ED Coding and Reimbursement Alert

ICD-10:

Pinpoint Fracture Diagnoses With These Quick Tips

Hint: Osteoporotic fractures might not be coded from the fracture section.

It's likely that your ED sees patients with bone fractures every day, but coding these services can be a challenge, especially when underlying conditions are also involved. Knowing a few quick tips can help you iron out the appropriate diagnosis codes to report.

Pathologic Fx, Neoplasms? Rely on Treatment Focus

Suppose the ED physician sees a patient for a suspected spine fracture, orders diagnostic tests and finds that the radiology report reveals pathologic spinal fractures due to a neoplasm.

"A pathologic fracture simply means that the fracture is caused by some invasive process," says Barry Rosenberg, MD, chief of radiology at United Memorial Medical Center in Batavia, New York. "Most pathologic fractures of the spine are due to malignancies, but benign neoplasms can result in pathologic fractures as well - in addition to infections of the bone, such as osteomyelitis," Rosenberg explains.

While coders generally want to code the underlying disease as the primary diagnosis, you should abide by the ICD-10-CM guidelines' instructions to code the condition being treated as the primary diagnosis:

  • "When an encounter is for a pathological fracture due to a neoplasm, and the focus of treatment is the fracture, a code from subcategory M84.5, Pathological fracture in neoplastic disease, should be sequenced first, followed by the code for the neoplasm. If the focus of treatment is the neoplasm with an associated pathological fracture, the neoplasm code should be sequenced first, followed by a code from M84.5 for the pathological fracture."

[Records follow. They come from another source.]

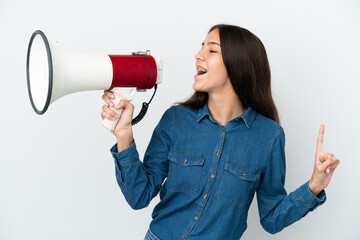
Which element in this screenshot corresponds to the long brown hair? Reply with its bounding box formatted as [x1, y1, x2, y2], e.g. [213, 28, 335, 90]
[179, 24, 280, 123]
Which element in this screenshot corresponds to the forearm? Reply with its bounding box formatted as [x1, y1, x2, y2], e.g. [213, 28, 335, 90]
[258, 182, 326, 233]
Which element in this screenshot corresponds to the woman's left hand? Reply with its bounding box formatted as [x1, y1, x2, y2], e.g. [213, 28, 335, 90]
[309, 124, 340, 196]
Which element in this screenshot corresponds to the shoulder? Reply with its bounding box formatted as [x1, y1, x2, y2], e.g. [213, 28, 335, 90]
[252, 113, 284, 140]
[168, 105, 199, 119]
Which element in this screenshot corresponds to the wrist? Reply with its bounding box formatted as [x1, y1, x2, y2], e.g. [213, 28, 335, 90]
[309, 180, 323, 196]
[116, 132, 134, 152]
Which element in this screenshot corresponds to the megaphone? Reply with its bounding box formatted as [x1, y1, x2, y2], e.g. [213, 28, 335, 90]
[26, 30, 163, 131]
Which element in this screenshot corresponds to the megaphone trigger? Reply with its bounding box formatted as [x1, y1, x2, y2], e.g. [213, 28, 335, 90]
[26, 30, 163, 130]
[101, 87, 136, 132]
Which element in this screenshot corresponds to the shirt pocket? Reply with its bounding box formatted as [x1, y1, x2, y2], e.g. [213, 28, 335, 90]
[166, 150, 205, 196]
[216, 160, 261, 208]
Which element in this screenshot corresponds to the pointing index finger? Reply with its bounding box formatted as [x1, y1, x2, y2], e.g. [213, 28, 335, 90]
[316, 124, 325, 157]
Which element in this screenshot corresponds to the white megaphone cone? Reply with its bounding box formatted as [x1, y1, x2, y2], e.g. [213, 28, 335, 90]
[27, 30, 163, 131]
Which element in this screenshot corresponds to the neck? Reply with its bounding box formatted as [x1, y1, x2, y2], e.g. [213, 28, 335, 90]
[208, 87, 246, 126]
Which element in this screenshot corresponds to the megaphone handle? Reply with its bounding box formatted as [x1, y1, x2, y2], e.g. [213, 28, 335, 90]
[101, 88, 136, 132]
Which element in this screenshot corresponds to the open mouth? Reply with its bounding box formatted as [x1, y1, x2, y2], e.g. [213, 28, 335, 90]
[196, 67, 207, 75]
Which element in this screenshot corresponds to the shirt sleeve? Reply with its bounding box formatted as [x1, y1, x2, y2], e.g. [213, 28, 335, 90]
[257, 128, 326, 234]
[110, 108, 173, 209]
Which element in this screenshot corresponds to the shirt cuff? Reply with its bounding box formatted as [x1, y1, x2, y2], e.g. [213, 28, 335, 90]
[300, 181, 326, 211]
[110, 141, 139, 167]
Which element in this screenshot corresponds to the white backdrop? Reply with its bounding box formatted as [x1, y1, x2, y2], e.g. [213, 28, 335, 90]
[0, 0, 360, 240]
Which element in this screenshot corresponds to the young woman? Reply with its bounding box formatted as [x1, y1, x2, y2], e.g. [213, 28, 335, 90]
[101, 25, 339, 240]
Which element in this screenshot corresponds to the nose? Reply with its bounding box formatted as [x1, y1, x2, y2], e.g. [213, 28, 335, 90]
[195, 50, 205, 61]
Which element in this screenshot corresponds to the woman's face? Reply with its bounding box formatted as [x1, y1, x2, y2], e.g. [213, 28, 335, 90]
[193, 29, 231, 94]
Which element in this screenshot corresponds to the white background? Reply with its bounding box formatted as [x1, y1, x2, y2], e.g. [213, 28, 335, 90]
[0, 0, 360, 240]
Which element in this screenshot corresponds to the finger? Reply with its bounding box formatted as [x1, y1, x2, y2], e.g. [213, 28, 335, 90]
[104, 90, 115, 99]
[102, 105, 119, 120]
[115, 99, 132, 109]
[101, 111, 114, 120]
[102, 94, 114, 107]
[317, 159, 334, 172]
[315, 124, 325, 157]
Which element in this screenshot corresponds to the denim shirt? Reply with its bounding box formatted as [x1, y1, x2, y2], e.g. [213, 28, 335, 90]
[111, 104, 326, 240]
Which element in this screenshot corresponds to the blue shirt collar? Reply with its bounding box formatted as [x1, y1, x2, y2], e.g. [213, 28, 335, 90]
[197, 103, 257, 128]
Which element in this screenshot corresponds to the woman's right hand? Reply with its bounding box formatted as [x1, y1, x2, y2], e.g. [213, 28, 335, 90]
[101, 90, 134, 152]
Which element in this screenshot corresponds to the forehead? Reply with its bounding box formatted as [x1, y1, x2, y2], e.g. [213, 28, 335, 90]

Since ED physicians would almost always be treating the fracture and not the neoplasm, the M84.5 code would typically be the primary diagnosis. If the neoplasm is known, you can code that as a secondary diagnosis.

Code as Osteoporosis, not Fx, for Osteoporotic-Induced Fxs

ICD-10 also includes a set of guidelines that could understandably be a source of confusion for some coders. Consider an example of a patient diagnosed with an L1 osteoporotic fracture. Now, consider these ICD-10-CM guidelines on coding for osteoporotic fractures:

"A code from category M80, not a traumatic fracture code, should be used for any patient with known osteoporosis who suffers a fracture, even if the patient had a minor fall or trauma, if that fall or trauma would not usually break a normal, healthy bone."

The guidelines are fairly straightforward, so the correct diagnosis code should be, too. Based on these rules, coders should apply diagnosis code M80.08XA (Age-related osteoporosis with current pathological fracture, vertebra(e), initial encounter for fracture).